Portland cement containing materials are commonly used in the construction industry for structural elements, including but not limited to mortar for bricks, concrete, and other masonry applications. Ideal conditions for preparing masonry exist at or above approximately 40° F. (4.4° C.); however, below this temperature (also known as “cold masonry”) masonry workers must use additional safe guards to enable masonry preparations that meet industry building standards. Cold masonry delays tooling and settling times of mixtures and results in a lower bonding strength, and for colored masonry, results in color inconsistencies. Cold masonry can also result in the water in the mortar freezing and disrupting the expansion process.
Current practices to enable masonry workers to work in conditions lower than 40° F. include 1) heating the sand or mixing water to reach a mortar temperature between 40° F. and 120° F. (4.4° C. and 48.9° C.) at the time of mixing; 2) heating materials to produce a grout temperature between 70° F. and 120° F. (21.1° C. and 48.9° C.) at the time of mixing; 3) heating masonry surfaces to at least 40° F. during construction; and 4) using enclosures and/or wind breaks to provide for an environment warm enough to properly prepare the masonry material.

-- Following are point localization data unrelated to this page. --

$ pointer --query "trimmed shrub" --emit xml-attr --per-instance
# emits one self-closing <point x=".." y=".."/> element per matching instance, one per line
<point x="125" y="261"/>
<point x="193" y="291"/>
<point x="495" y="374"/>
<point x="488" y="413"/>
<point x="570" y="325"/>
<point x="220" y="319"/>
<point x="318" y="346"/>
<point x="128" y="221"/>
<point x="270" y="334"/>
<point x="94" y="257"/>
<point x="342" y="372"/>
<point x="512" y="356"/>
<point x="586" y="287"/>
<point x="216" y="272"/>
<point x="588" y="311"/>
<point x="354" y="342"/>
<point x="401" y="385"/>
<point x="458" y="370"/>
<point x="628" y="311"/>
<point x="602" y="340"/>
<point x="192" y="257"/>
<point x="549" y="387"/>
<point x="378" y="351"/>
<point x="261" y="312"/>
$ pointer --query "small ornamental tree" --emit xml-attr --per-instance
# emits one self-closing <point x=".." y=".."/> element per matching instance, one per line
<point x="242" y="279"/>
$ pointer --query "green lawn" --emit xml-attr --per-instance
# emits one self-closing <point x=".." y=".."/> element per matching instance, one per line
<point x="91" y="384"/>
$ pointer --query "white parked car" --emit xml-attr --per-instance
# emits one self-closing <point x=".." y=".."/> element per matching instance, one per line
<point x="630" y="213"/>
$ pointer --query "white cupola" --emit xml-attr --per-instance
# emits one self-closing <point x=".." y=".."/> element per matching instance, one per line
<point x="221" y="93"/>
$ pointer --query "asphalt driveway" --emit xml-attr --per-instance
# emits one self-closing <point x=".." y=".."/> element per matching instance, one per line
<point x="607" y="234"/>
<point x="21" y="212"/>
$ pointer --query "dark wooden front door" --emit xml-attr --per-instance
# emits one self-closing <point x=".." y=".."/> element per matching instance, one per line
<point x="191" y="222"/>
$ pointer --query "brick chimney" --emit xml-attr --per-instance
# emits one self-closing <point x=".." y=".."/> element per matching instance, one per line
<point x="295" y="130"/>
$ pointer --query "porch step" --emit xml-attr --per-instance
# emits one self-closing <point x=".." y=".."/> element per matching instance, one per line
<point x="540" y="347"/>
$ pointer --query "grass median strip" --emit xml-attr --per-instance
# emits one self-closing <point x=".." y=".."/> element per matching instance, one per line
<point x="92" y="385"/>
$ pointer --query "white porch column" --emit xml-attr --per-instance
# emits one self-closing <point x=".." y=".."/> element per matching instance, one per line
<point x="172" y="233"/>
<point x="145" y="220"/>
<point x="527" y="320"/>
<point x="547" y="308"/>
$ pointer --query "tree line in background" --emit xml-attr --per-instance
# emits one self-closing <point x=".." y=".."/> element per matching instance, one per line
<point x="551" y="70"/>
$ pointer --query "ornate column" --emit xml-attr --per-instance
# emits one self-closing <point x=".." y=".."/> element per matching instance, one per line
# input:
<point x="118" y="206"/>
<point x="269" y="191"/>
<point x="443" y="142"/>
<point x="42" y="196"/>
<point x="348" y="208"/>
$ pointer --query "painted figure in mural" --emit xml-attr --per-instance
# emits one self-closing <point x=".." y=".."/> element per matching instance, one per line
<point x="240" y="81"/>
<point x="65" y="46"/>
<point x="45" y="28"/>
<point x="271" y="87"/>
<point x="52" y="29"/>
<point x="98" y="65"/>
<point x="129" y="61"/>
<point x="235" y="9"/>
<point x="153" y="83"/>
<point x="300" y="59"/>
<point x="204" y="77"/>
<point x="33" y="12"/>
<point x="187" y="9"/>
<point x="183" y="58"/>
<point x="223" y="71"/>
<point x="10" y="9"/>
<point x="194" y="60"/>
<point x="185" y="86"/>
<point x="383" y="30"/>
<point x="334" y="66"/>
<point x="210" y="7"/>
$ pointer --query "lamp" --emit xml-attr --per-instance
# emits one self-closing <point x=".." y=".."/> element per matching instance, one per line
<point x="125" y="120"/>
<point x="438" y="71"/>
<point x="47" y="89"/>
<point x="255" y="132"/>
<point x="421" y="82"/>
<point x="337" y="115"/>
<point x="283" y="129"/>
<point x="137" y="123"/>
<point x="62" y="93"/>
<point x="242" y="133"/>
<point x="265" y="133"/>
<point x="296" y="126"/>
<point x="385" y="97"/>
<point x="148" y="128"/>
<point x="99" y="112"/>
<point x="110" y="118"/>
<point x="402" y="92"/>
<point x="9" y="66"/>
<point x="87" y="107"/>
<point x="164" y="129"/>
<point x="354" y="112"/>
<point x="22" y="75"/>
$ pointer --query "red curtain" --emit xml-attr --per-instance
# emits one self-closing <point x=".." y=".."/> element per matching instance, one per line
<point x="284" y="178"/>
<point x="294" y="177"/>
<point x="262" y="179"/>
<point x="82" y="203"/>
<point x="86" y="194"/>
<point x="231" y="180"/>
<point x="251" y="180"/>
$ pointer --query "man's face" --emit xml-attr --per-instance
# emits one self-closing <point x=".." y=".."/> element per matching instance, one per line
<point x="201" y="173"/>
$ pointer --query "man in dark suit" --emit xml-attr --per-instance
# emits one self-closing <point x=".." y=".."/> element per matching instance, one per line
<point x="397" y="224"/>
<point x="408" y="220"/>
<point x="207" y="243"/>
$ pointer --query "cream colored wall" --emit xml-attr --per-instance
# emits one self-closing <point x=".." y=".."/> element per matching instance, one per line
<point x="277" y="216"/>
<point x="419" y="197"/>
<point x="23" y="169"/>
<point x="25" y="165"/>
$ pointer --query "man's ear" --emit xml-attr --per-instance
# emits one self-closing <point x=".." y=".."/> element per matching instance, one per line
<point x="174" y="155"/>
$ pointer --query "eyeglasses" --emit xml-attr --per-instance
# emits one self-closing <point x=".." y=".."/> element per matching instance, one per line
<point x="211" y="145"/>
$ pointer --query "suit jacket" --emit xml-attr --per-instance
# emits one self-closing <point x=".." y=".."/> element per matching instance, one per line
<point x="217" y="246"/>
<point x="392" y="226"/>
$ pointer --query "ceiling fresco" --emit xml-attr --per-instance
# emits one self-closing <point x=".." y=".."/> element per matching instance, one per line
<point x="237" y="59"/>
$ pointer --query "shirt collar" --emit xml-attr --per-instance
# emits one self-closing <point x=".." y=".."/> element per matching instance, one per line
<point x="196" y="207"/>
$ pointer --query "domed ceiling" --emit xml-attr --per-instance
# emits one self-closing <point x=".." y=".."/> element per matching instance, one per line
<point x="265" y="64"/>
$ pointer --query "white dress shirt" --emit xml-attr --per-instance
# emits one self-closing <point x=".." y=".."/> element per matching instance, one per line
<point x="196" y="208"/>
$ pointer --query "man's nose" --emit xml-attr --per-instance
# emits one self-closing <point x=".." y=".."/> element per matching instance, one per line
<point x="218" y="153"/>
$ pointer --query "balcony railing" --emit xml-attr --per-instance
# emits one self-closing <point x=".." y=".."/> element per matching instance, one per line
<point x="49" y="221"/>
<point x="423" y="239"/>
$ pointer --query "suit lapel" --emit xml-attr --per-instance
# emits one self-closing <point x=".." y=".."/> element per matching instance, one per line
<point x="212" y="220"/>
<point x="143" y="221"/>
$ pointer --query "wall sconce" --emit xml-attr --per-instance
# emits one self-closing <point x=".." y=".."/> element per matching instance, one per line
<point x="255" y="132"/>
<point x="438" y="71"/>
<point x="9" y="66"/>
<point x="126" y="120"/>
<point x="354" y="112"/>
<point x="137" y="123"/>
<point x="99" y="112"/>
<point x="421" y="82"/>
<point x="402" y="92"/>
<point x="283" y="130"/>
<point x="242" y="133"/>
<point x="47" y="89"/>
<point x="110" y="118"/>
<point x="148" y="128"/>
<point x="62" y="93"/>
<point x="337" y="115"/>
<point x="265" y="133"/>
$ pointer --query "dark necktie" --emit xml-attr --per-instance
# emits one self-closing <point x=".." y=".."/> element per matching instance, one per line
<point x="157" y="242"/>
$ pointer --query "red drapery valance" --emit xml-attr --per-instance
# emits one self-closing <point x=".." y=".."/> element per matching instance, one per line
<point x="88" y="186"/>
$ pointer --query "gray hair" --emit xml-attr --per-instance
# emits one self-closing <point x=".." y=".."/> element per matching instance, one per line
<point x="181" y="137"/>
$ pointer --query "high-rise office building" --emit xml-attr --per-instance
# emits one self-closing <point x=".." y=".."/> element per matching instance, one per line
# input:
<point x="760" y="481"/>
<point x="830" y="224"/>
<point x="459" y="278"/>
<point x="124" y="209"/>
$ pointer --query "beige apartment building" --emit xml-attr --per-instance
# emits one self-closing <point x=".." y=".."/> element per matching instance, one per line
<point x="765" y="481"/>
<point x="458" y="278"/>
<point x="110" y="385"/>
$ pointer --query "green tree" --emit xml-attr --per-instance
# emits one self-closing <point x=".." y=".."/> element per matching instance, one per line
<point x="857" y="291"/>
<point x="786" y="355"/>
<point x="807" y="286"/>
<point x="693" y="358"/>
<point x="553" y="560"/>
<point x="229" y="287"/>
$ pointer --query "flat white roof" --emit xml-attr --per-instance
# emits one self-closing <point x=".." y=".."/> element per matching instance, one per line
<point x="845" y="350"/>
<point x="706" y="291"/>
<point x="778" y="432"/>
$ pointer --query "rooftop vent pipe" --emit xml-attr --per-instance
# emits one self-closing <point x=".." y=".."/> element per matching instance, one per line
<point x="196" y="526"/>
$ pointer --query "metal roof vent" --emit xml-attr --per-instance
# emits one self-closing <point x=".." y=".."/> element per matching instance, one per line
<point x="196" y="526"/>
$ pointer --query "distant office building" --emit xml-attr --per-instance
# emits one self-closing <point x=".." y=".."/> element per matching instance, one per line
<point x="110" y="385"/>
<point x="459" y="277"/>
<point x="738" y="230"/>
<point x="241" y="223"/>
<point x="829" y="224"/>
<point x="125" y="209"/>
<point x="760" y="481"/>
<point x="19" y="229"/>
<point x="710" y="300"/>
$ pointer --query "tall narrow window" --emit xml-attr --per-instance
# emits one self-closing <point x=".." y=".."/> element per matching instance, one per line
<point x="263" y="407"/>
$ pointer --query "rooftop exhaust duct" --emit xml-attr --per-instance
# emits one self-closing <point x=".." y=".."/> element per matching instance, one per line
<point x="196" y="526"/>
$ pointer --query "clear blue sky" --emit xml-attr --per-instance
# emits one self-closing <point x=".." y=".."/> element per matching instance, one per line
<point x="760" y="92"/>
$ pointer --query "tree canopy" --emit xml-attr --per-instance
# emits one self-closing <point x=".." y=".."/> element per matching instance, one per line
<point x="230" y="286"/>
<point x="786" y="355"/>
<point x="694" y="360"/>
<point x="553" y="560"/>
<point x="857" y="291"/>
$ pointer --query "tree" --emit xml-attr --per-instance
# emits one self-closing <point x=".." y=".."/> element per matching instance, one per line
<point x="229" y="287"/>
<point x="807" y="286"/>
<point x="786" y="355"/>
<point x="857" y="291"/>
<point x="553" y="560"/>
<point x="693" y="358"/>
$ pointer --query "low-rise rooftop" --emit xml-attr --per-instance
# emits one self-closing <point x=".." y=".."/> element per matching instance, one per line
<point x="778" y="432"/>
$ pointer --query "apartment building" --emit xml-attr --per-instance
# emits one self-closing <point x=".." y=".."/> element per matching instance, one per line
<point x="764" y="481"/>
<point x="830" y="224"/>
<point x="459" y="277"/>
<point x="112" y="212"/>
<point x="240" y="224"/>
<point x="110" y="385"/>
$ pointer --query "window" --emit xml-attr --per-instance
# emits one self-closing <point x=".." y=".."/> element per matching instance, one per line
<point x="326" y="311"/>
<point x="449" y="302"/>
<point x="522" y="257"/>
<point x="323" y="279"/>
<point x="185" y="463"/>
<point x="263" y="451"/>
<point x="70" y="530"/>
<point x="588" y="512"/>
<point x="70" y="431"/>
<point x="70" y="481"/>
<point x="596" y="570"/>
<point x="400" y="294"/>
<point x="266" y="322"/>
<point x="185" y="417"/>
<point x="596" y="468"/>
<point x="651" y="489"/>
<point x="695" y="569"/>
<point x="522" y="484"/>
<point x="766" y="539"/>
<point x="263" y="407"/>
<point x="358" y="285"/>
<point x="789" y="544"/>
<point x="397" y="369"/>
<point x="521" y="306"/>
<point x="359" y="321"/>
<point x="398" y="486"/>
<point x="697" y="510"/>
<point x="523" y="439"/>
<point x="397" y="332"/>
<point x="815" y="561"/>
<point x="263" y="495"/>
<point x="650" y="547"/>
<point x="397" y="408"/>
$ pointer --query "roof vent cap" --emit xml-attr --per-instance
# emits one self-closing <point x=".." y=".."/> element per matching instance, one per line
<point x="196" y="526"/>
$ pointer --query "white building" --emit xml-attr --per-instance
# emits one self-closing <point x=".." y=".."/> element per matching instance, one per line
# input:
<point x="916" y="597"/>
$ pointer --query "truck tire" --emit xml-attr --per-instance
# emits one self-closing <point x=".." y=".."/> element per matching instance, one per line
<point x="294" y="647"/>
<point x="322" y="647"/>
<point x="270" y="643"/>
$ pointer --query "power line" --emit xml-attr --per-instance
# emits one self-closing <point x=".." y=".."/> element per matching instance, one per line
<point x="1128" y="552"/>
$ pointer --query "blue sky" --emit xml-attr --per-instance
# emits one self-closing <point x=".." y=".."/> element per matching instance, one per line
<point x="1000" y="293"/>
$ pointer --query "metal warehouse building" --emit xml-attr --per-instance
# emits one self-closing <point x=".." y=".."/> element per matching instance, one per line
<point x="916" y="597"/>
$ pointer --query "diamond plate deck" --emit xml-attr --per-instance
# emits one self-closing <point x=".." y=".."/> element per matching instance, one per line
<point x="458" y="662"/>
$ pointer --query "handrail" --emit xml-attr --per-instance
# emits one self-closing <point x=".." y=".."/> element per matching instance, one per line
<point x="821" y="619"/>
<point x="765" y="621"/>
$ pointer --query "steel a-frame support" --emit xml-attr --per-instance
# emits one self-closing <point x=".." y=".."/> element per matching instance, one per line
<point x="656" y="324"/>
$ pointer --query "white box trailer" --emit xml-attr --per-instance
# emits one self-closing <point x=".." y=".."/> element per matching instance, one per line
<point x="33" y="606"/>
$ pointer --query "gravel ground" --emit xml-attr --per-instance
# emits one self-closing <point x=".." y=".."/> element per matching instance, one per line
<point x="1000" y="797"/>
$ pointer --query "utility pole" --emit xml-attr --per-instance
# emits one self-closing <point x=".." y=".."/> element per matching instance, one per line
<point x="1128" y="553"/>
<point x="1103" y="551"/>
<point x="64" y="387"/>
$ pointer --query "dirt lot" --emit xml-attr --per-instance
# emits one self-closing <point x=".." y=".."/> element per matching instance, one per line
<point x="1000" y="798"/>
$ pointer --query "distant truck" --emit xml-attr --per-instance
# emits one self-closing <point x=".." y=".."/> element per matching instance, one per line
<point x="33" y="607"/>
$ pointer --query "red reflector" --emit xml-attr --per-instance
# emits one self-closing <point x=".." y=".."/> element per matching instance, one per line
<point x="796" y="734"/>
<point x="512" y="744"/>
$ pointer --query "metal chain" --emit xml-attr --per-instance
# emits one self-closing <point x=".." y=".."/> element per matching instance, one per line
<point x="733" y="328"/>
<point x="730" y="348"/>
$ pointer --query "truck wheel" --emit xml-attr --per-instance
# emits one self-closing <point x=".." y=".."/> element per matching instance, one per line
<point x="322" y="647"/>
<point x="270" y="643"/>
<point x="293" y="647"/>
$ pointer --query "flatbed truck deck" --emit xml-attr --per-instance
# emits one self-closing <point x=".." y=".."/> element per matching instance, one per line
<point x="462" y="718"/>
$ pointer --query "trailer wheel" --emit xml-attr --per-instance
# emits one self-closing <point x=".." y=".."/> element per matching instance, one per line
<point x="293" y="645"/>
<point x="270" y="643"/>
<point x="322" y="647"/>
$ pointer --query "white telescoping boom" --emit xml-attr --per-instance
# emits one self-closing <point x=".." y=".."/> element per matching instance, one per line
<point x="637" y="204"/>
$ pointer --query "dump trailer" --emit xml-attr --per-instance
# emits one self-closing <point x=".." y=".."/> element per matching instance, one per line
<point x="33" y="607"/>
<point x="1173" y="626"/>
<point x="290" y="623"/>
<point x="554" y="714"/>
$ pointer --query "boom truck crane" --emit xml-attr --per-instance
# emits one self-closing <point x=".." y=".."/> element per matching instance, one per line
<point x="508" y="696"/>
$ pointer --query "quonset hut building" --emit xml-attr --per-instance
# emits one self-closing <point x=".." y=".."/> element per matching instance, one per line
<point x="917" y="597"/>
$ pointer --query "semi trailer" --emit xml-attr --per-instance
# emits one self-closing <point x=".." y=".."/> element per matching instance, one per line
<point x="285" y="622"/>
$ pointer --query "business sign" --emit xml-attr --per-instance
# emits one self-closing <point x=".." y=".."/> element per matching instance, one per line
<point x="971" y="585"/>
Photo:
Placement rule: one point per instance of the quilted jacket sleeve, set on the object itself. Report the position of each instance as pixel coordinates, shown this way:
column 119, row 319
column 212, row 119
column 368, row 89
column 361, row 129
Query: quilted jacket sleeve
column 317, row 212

Providing heated water to prepare masonry material can include use of a hot water tap or external heating of barrels of water, primarily with propane burners. As is typically practiced in the art, the propane burners project a flame on barrels of water. This practice poses several problems, including 1) inconsistent delivery of heat, such that the water temperature for mixing masonry is not controlled; 2) safety issues, as workers must prepare mixtures near an open flame; and 3) on particularly cold or windy days, the propane burners may not be able to deliver a flame for sufficient time to properly heat the mixing water. Additionally, the propane burners lose a lot of heat to ambient conditions, thus increasing the usage of propane and the cost.
The current methods used to provide heated water to prepare masonry materials allow for masonry construction projects to outside air temperatures of about 20° F. (−6.7° C.). However, at outside air temperatures of below 20° F., masonry construction projects become increasingly difficult. Most masonry construction projects do not occur at temperatures below 5° F. to 10° F. because of the difficulties discussed above.
The above problems with heating water to prepare masonry result in shorter working seasons, inefficient work times when on the site, and safety issues. Additionally, these problems lead to increased cost for preparing masonry during cold weather, inconsistent mixtures, poorer quality materials, and can result in additional cost to correct poorly bonded masonry or, in the case of colored masonry, correcting color variations. Therefore, a need exists to provide a method and apparatus to provide heated water for mixing masonry materials during cold weather that results in lower cost preparations, consistent material mixtures, increased worker safety, longer working seasons, and more efficient work times while on the site.
Construction sites may not necessarily have the water source adjacent to the equipment used to heat the water to mix the masonry materials. This results in having to transport the water needed for mixing masonry materials across a work site. This can cause further worker inefficiencies on a working day. Additionally, construction sites tend to have several persons, equipment and machinery in a limited space. It is common for several teams of workers to be present on the site. Therefore a need exists to provide for a space-efficient manner to contain the equipment needed for providing heated water to mix masonry materials.